Thinking about Lisbon, it means thinking about a city full of history and culture. The sound of the trams up and down the cobbled city streets, fado echoeing through the most typical city quarters, and the modernity of some buildings in harmony with historical monuments trace the profile of a city extending to the Tagus River, which in the fifteenth century has been the homeland of the most famous navigators who discovered the World. Lisbon blends old and new in a perfect way.
Lisbon or better known by its citizens La cidade das sete colinas, because the legend says it has been built over seven hills ( like Rome) is divided into several city quarters, let’s discover them!

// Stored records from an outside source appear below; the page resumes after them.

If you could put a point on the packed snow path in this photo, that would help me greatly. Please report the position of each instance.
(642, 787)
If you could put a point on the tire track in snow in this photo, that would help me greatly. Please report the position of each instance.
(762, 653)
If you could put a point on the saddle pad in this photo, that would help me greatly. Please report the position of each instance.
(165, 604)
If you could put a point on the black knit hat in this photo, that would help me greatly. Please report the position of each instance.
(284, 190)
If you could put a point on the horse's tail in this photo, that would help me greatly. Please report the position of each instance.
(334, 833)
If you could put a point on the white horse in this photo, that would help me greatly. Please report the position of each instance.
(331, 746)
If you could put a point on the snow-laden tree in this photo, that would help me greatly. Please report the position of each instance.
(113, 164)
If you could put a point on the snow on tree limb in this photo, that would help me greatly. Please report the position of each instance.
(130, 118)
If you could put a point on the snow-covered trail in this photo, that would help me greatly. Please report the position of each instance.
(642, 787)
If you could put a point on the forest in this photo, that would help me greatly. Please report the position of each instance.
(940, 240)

During our first day, because we had a very early flight in the morning, we just had a tour around our hotel discovering the Baixa.

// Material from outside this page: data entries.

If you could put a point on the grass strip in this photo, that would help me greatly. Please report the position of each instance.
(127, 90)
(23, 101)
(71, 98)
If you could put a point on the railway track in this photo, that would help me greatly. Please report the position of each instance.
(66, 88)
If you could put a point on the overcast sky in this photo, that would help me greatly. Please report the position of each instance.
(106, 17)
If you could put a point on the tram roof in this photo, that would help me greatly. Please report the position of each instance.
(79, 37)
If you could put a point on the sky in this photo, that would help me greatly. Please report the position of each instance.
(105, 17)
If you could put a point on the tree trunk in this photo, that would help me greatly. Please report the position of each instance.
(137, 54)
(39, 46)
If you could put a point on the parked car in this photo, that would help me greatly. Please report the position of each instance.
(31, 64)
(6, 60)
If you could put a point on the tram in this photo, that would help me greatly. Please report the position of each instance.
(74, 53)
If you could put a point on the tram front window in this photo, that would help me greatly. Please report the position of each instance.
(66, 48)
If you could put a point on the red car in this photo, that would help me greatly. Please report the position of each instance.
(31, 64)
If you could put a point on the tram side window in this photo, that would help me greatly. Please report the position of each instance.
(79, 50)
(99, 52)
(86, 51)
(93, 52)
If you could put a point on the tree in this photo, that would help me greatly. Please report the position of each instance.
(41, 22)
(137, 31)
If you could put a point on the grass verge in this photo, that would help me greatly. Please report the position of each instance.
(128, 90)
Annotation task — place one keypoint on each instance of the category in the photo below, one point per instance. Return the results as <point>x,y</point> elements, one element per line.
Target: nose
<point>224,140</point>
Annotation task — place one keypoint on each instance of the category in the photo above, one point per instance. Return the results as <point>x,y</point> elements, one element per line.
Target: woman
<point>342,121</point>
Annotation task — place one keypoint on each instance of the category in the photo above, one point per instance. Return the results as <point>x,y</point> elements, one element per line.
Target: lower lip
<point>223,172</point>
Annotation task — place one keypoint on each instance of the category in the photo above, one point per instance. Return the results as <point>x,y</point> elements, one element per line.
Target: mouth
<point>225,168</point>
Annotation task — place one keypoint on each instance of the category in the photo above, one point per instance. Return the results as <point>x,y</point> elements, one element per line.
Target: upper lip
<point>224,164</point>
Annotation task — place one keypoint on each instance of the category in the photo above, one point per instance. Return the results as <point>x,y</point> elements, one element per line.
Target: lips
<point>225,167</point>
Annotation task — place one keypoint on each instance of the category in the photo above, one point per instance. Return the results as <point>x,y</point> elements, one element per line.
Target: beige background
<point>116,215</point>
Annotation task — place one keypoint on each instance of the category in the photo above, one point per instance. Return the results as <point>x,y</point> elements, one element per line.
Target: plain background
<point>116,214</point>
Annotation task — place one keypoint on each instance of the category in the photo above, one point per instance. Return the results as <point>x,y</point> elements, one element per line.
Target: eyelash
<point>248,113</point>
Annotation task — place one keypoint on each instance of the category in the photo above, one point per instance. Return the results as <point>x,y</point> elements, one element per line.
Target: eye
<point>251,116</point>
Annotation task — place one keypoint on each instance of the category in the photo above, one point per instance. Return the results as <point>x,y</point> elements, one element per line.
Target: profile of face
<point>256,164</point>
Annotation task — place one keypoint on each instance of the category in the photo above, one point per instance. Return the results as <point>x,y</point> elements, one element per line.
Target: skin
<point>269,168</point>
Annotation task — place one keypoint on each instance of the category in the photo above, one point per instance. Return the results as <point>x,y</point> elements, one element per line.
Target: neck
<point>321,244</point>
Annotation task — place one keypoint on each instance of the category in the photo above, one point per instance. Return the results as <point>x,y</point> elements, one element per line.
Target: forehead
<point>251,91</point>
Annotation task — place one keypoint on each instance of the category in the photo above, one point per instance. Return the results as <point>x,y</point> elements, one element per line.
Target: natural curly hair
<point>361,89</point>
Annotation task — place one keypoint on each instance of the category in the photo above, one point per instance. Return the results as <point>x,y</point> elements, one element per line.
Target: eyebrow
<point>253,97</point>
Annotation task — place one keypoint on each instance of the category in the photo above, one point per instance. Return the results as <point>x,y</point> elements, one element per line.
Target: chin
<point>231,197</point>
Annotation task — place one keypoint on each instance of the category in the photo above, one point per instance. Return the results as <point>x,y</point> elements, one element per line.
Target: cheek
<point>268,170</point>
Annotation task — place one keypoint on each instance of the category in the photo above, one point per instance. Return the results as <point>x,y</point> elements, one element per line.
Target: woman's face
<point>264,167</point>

The Baixa district is the heart of the city and was completely rebuilt after the devastating 1755 earthquake. We started from here our visit. As soon as we went out our hotel, we faced with this beautiful main square, The Praça Dom Pedro IV also known as Rossio. The Teatro Nacional dominates the square and host some of the most spectacular performances of Lisbon. To the south of the square is the pedestrian Rua Augusta surrounded by several shops. At the end of the street, the stunning Arco de Rua Augusta marks the entrance to The Praça do Comércio. My favorite spot of the city! From here you can see the ocean and see the red 25 Abril bridge: it’s seems the San Francisco’s one.
You can’t miss a tour up the Elevador de Santa Justa built in iron and decorated with filigree at the end of the 800 by the French architect Raoul Mesnier du Ponsard, it’s one of the most interesting sightseeing of the city.
Drinking a small glass of the cherry liquor called Ginja from the Ginjinha bar helped us to recollect the last strength. The small bar is the traditional home of the sweet drink served into chocolate cups and if you don’t eat it, but you bring it back to the bar tender, you can have a free round!